Marc served as a member of the White House senior staff under President George W. Bush, where he was chief speechwriter to the president and the lead author on two State of the Union addresses, and worked closely with President Bush on hundreds of speeches.
Before that, Marc served as chief speechwriter to Secretary of Defense Donald Rumsfeld. He was in the Pentagon when it was hit on September 11, 2001, and traveled 250,000 miles around the world with Rumsfeld, visiting more than 50 countries, including multiple visits to Afghanistan and Iraq. His inside account of the CIA's terrorist interrogation program, “Courting Disaster,” was a top-ten New York Times bestseller.
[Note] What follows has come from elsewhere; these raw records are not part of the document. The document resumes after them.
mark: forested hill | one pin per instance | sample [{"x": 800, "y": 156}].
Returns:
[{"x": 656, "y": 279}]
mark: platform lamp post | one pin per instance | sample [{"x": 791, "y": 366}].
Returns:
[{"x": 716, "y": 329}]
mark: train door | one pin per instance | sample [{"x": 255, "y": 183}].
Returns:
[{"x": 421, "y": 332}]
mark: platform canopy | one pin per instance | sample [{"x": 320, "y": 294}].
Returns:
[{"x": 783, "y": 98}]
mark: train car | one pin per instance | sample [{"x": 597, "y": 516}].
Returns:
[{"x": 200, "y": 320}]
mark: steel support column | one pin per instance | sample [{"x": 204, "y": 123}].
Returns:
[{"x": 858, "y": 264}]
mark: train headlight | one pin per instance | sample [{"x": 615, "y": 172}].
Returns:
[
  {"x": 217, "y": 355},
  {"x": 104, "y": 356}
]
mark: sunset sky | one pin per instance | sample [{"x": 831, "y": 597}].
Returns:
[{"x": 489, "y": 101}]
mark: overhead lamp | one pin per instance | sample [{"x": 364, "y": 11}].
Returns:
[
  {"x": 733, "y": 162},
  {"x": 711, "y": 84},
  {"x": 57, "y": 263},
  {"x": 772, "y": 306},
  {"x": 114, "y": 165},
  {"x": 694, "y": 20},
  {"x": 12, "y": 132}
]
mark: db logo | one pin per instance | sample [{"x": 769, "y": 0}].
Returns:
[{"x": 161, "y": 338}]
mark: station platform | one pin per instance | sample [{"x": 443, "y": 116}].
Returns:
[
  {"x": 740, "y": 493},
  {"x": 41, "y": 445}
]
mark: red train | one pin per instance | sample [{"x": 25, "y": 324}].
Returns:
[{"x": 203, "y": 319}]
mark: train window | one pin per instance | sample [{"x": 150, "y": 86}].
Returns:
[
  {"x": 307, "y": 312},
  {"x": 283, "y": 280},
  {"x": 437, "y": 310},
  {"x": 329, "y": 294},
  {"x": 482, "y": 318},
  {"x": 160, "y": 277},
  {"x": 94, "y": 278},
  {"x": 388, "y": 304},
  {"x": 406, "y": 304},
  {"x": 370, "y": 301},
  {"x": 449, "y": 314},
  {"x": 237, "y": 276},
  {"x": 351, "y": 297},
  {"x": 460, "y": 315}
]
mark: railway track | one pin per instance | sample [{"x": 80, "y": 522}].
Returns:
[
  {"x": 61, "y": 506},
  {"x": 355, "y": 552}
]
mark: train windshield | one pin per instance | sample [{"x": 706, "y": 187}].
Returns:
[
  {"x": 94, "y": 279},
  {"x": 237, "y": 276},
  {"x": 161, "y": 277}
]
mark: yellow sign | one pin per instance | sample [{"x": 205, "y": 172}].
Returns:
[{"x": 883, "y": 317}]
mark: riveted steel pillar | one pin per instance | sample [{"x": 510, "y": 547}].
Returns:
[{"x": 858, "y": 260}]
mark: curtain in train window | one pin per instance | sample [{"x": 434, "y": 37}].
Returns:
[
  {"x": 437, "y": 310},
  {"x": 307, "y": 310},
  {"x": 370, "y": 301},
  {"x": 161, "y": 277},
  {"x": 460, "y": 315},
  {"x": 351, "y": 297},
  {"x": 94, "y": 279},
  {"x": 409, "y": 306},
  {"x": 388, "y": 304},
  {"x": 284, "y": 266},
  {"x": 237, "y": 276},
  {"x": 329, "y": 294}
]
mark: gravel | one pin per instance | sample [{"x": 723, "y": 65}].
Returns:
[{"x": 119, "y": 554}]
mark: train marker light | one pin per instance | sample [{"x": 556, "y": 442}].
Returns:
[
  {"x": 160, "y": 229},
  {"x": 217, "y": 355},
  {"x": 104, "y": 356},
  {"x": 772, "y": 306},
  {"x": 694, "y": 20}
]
He is also the co-author, with former Wisconsin Governor Scott Walker, of the bestseller “Unintimidated.”
Before joining the Bush administration, he spent seven years as spokesman and senior policy adviser to Senate Foreign Relations Committee Chairman Jesse Helms (R-NC).
He is a resident senior fellow at the American Enterprise Institute, where he studies American presidential leadership, and U.S. foreign and defense policy issues. He is cohost of AEI’s flagship podcast “What the Hell Is Going On?” where he has interviewed Nobel Prize-winning researchers, Pulitzer-prize winning journalists, foreign and military leaders, Democratic and Republican members of Congress, cabinet secretaries, governors, and President Donald Trump, among many others.
He appears several times a week on the Fox News Channel, on shows including “Fox News Sunday,” “America’s Newsroom,” and “Special Report with Brett Baier.”
His wife, Pamela, served as the Republican Staff Director of the Senate Homeland Security Committee. They live in Alexandria, Virginia and have four children.